Yoo joined the museum Foundation board in 2018. She has served most recently as a member of the Audit Committee, the Committee on Trustees, and the Compensation Committee. Her involvement with the museum started over a decade ago, when she was invited by former trustee Bill Kim to join the museum’s Korean Art and Culture Committee. From there, she and her husband Jeff Gray went on to support the museum as members of the Museum Council and Nexus. Dedicated to the advancement of equity, diversity, and education in American life, Yoo serves as an advisor, investor, and board member to early-stage companies. She is a limited partner of three venture funds led by women. She serves on the Board of Trustees for Scripps College, as a member of the Leaders’ Circle of the Legal Services Corporation, and on the Board of the Council of Korean Americans. Yoo is the former chief legal officer, corporate secretary, and general counsel of Uber Technologies, Inc.

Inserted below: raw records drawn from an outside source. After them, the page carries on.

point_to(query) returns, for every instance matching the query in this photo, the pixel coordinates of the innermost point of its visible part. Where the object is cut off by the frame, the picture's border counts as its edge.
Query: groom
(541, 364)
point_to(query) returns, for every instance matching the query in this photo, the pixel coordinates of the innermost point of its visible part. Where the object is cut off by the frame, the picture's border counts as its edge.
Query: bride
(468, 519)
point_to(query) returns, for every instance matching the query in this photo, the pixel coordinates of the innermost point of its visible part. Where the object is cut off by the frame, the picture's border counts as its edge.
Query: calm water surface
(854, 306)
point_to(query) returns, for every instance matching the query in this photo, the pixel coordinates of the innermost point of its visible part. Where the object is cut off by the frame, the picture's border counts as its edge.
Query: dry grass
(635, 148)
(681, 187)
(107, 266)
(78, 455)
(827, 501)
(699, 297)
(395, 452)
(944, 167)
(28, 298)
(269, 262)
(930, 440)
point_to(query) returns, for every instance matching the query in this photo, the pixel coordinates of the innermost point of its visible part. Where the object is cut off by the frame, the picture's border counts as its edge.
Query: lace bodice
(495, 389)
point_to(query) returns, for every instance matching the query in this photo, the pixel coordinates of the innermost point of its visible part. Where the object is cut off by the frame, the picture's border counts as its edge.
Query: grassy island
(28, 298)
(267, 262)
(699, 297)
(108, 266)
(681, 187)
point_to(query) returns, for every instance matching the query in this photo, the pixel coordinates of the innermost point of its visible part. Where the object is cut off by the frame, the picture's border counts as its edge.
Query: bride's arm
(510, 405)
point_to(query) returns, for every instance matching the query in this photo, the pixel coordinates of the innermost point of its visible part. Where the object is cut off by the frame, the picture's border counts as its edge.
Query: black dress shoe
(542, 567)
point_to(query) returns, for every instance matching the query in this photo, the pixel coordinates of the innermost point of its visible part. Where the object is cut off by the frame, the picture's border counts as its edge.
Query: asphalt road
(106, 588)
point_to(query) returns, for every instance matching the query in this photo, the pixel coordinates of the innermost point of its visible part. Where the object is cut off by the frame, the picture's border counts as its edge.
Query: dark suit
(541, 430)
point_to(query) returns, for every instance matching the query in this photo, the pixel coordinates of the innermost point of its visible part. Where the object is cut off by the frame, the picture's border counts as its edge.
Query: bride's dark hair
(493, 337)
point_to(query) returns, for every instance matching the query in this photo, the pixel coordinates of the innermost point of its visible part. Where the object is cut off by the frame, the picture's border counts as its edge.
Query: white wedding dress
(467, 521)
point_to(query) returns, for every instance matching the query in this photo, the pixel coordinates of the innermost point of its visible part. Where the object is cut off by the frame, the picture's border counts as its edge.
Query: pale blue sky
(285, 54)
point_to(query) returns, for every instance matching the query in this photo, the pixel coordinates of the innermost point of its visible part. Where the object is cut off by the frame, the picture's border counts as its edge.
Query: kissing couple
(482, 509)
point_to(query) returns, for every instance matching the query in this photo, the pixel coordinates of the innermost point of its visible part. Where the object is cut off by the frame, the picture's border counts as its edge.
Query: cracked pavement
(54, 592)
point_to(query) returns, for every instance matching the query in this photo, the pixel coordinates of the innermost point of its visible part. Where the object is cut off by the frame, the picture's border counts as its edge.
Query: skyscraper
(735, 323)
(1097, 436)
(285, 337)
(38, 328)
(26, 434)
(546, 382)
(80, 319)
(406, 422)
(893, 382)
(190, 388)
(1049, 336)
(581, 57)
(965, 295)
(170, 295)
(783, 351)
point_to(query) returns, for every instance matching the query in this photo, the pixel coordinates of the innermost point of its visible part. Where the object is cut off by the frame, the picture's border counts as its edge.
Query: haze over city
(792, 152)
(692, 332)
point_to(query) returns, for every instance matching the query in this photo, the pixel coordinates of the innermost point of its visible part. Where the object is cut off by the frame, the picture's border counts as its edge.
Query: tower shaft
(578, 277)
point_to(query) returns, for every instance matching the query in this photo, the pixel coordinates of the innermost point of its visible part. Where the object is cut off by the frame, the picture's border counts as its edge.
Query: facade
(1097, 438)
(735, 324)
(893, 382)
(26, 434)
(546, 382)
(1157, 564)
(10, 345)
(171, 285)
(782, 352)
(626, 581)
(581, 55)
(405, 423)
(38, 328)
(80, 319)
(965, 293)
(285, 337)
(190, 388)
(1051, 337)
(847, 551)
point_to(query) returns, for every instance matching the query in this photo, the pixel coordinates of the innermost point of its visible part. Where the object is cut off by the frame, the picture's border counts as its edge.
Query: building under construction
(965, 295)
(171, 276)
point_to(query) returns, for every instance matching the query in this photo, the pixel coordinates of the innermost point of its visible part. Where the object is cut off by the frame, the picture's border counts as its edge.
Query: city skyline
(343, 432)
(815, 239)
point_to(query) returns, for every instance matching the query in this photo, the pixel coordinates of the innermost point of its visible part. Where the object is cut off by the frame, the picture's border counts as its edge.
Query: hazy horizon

“Fred and Salle share a keen understanding of the impact art can have on our lives, lives we live more than ever in a digital environment,” says Jay Xu, Barbara Bass Bakar Director and CEO of the Asian Art Museum. “Their deep commitment to the power and beauty of Asian art, to expanding access to this art, and to expanding the museum’s digital offerings shows what this museum stands for: breaking down barriers between art and audience, and inviting everyone to participate in critical conversations happening across the globe.”
The museum also elected two new trustees, Travis Kiyota and Vasant M. Prabhu, to the Asian Art Museum Foundation and the Asian Art Commission. Between them, Kiyota and Prabhu bring decades of experience in hospitality, finance, community relations, and philanthropy.